After a summer spent at home in London with his wife Melanie and daughter Emily, he's back on the road with a new show which reaches the Oxford Playhouse for a two-night run opening tomorrow.
"When I first did stand-up in London, I was playing to kind of knowledgable comedy club audiences, but now I get a pretty mainstream crowd, which lets you know how good you are.
"The material is all new - when I'm writing, I never think if the audience will like it or not. I just go with what I find funny and hope that they will too. I don't do near the knuckle stuff and I don't swear - I don't think that an audience would accept that from me anyway, even if I was interested in doing that sort of stuff."

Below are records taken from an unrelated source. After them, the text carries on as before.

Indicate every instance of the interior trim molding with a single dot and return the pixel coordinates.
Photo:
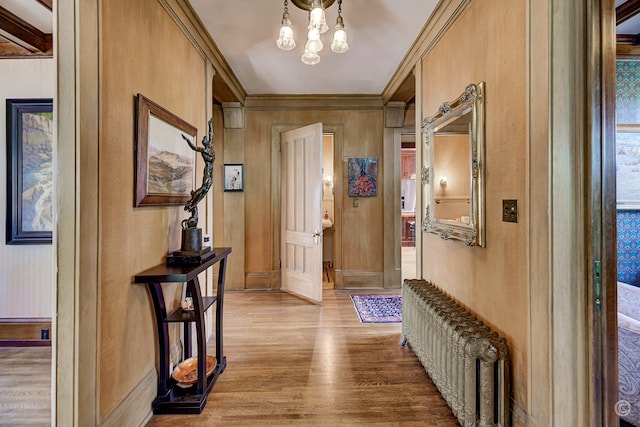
(135, 408)
(313, 102)
(436, 26)
(188, 21)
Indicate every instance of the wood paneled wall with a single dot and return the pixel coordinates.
(145, 52)
(491, 281)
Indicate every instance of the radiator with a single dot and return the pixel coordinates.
(467, 361)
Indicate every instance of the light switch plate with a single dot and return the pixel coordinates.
(510, 210)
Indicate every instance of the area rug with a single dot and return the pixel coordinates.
(374, 308)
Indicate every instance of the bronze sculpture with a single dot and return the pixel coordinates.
(191, 235)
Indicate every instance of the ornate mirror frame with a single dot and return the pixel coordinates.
(470, 102)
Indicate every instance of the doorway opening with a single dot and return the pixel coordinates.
(328, 211)
(408, 204)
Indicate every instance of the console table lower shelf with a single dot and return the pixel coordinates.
(172, 398)
(180, 400)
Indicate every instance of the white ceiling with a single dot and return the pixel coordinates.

He sounds cheery enough during our conversation and the only time a hint of sadness enters his voice is when he mentions Dermot Morgan. "The last Father Ted we did would have been the final show anyway, even if Dermot hadn't died," he observes. "We all said that there was no way we'd do another series. Three was just right. We didn't want the standards to slip and we were all moving on to other things. It was over."
He continues: "It's very odd, you know - when we weren't working, I didn't see Dermot all that much and from time to time I'd say to myself, 'Oh, I must give Dermot a ring' - and I still find myself doing that and have to remind myself that he's gone."
Ardal O'Hanlon is a likeable, easy-going sort of man. There will never be another series of Father Ted, but in the end, perhaps that's the right thing - it follows the showbiz adage about leaving your audience wanting more.
Just like the O'Hanlon stand-up routine. Which also proves that you don't have to be nasty to be funny.